I would like to have small steps in space at least near 0 (i.e. 0, 0.001, 0.002 ... ). This is needed for my further research. I experimented a bit and found that fipy slows down dramatically when number of steps in space increases (as N^2)! That's why I thought of logarithmic scale so that all space dependent functions would now depend on 10^x.


I met a problem, however: ARE THERE NEGATIVE NUMBERS ON THE MESH? For example, I would like to have a range of x (-3,3)

>>> mesh = Grid1D(nx=7) + (-3.5,)

will give you a mesh with cell centers ranging from -3. to +3.

what would respond to the range (0.001,1000) with

One option might be to only have a fine grid at small x.
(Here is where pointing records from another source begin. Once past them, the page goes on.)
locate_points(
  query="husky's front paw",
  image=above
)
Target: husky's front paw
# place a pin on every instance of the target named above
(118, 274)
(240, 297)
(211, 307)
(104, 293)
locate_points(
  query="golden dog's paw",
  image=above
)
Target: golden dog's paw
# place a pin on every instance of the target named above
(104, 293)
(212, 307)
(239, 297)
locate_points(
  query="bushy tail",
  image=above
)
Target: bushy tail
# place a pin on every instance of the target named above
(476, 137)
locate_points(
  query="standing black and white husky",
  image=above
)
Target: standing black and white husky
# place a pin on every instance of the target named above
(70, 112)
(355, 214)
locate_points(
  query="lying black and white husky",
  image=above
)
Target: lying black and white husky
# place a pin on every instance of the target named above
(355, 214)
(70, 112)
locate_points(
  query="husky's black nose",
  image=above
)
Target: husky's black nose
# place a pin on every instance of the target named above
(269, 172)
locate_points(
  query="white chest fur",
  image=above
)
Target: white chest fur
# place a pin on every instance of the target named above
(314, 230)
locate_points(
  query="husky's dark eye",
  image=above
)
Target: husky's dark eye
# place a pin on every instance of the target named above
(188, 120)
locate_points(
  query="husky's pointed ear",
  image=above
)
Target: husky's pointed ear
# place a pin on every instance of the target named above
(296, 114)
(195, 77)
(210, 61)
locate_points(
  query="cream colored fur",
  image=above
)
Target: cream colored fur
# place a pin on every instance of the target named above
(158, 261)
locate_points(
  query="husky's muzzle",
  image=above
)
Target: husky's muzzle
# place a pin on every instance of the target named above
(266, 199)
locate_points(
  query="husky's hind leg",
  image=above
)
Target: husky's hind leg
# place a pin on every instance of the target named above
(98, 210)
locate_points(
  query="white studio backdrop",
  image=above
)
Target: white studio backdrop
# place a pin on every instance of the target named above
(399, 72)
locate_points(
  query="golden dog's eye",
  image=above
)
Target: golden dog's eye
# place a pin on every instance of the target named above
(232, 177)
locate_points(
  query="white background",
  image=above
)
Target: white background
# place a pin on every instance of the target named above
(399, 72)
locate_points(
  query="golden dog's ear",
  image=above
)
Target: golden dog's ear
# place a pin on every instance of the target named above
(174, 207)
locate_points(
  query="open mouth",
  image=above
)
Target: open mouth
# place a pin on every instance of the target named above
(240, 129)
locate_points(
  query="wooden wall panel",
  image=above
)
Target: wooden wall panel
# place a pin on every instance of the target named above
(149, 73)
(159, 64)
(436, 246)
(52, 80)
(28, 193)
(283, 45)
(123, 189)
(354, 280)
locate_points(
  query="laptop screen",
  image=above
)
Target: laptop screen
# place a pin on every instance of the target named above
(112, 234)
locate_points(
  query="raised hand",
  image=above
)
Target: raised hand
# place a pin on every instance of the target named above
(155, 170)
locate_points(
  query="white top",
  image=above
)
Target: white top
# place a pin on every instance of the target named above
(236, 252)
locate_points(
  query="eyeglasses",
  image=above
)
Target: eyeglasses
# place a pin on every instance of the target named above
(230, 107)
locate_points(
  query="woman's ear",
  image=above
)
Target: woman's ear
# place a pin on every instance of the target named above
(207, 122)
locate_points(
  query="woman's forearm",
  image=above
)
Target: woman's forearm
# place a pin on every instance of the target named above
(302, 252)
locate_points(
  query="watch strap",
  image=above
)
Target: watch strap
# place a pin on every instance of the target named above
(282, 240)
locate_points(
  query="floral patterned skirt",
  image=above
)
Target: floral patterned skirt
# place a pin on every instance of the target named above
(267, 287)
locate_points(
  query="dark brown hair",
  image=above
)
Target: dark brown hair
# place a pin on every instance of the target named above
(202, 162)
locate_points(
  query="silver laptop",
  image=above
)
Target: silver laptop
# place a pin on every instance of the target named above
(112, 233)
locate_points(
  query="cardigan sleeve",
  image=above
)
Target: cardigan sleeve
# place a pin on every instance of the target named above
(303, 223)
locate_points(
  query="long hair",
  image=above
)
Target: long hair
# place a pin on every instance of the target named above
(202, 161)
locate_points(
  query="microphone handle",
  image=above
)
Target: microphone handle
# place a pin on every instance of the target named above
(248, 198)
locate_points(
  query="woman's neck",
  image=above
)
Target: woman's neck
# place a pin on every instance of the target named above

You should be able to do:

>>> mesh = Grid1D(nx=1000, dx=0.001) + (Grid1D(nx=999, dx=1.) + (1.,))

but this is both extremely slow (Tony Yu has provided us a patch that should fix that) and it throws an error for some reason. Instead, you can do:

>>> Grid1D(dx=[0.001] * 1000 + [1.] * 999)

Alternatively, to make a logarithmic grid:

>>> mesh=Grid1D(dx=10**numerix.arange(-3., 3., .1))

Note that you're specifying dx, so L ends up being almost 4000. If you really, REALLY care about where your cell centers are and what your total domain length is, you'll need to do a bit of arithmetic to figure out the proper range of dx values.


1000000 steps if had to do this detalization in linear scale. This number of steps is impossible for fipy ...

Not at all. We commonly solve 1000x1000 and 100x100x100 problems. FiPy does need a lot of memory in order to do this, though.